There should therefore have been little surprise last week when the FPA annual report revealed a before-tax deficit of $542,670 for the year ending 30 June 2011.

While the deficit revealed in the annual report was due, in part, to some accounting changes, it has been no secret within the FPA that the changes necessary to become a professional association – the clear-cut separation of financial advice from product – would leave a revenue black hole of sizeable proportions.

Simply put, by opting to dispense with the principal member category, FPA members not only removed something that could be perceived as an obvious link between financial advice and product, they also cut off a lucrative source of revenue.

In many respects, the inevitable revenue shortfall encountered by the FPA must be seen as just a part of the cost of pursuing professionalism and breaking with the conventions of the past.

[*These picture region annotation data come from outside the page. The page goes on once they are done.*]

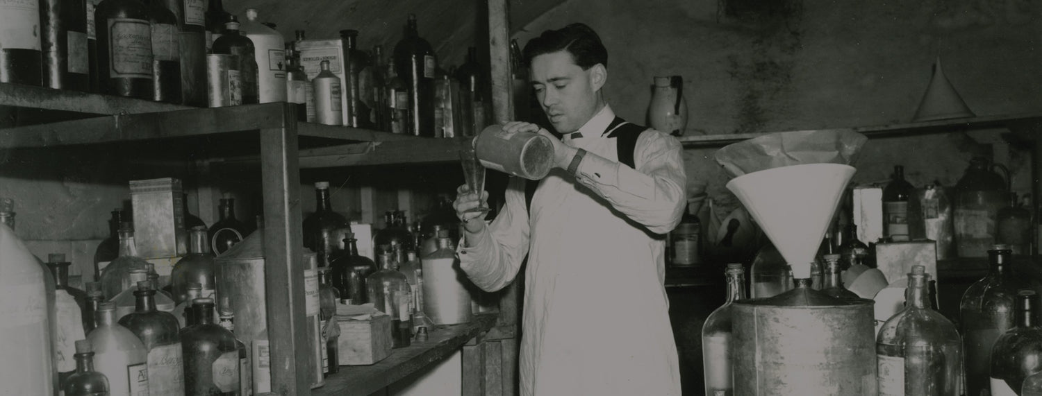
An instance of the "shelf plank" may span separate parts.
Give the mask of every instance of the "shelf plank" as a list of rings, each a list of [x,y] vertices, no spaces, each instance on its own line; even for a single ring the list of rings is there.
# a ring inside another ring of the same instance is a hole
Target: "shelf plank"
[[[495,314],[476,315],[470,323],[435,329],[427,341],[414,341],[407,347],[395,349],[374,365],[341,366],[340,372],[327,377],[325,387],[314,390],[312,395],[368,396],[448,358],[495,323]]]

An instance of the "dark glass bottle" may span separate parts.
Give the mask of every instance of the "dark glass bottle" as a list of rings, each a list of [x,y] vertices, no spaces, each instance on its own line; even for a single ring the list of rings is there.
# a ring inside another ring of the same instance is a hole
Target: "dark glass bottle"
[[[394,48],[394,62],[408,86],[408,133],[435,137],[435,71],[438,58],[420,37],[416,15],[408,15],[405,36]]]
[[[320,267],[329,265],[329,255],[339,245],[343,230],[351,227],[347,218],[332,210],[329,202],[329,182],[315,183],[315,212],[303,221],[304,247],[316,253]]]
[[[214,255],[206,243],[206,229],[195,227],[189,236],[189,254],[174,264],[170,272],[170,291],[175,303],[188,297],[189,285],[199,284],[201,296],[209,297],[216,287],[214,280]]]
[[[1039,296],[1034,290],[1017,292],[1017,326],[995,340],[991,353],[992,396],[1018,395],[1024,378],[1042,371],[1042,326],[1039,326]]]
[[[213,298],[192,302],[195,324],[181,331],[187,395],[238,396],[239,345],[235,336],[214,323]]]
[[[228,17],[224,24],[224,32],[214,39],[215,54],[235,55],[239,57],[239,78],[242,79],[243,104],[260,103],[259,71],[253,42],[239,31],[239,19]]]
[[[61,391],[65,396],[107,396],[108,378],[94,371],[94,348],[86,340],[76,341],[76,372],[69,376]]]
[[[151,100],[151,11],[139,0],[103,0],[94,10],[102,94]]]
[[[993,245],[988,250],[988,274],[966,289],[959,305],[969,395],[988,390],[992,345],[1015,325],[1014,296],[1019,285],[1010,268],[1012,254],[1006,245]]]
[[[134,312],[120,319],[148,350],[148,394],[179,396],[184,394],[181,339],[177,318],[156,311],[155,289],[151,282],[139,282],[133,292],[138,299]]]

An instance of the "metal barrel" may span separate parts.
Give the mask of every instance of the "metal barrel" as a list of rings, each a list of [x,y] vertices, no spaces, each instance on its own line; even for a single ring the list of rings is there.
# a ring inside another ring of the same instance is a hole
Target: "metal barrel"
[[[875,396],[872,301],[733,310],[736,395]]]

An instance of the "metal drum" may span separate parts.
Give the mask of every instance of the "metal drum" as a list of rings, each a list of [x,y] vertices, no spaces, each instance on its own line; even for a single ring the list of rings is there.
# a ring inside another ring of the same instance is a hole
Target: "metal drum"
[[[875,396],[872,301],[797,288],[733,307],[736,395]]]

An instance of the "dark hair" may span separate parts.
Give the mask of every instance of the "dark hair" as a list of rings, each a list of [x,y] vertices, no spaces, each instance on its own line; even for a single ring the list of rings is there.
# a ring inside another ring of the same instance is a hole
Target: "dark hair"
[[[524,62],[531,65],[531,59],[562,50],[572,54],[572,59],[582,70],[600,63],[607,68],[607,49],[600,43],[600,36],[582,23],[573,23],[557,30],[547,30],[524,46]]]

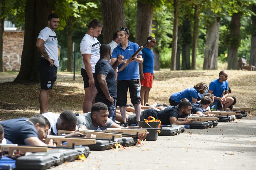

It follows that the organisation must find other ways of sustaining itself that do not conflict with its professional ideals.

This will not be easy in circumstances where, looked at objectively, the FPA is now reliant on the support of its financial planner members – most of whom could best be described as running small to medium-sized businesses.

On all the available evidence, financial planner members of the FPA are willing to support their organisation in pursuing specific projects – something which was evidenced by the money raised via a levy to support the current round of print and television advertising.

However, the FPA knows it must go further than simply relying on membership fees and raising specific levies. It knows it must find sustainable long-term revenue streams via the provision of products and services that meet the needs of its members. This is no easy task when weighed against the attractiveness of the large-scale corporate support of the past.

That the FPA has no shortage of critics is evidenced almost every day in comments posted on Money Management's website, but if the events of 2011 have proved nothing else, they have proved the good sense of financial planners pursuing the ideal of professionalism and eliminating some of the stereotypes of the past.

While financial planners have been right to rail against many elements of the Gillard Government's Future of Financial Advice changes, they also need to recognise the bipartisan political support that exists for a financial planning industry based on professionalism rather than product sales.

They also need to recognise that becoming a profession comes at a price that some might be unwilling to pay.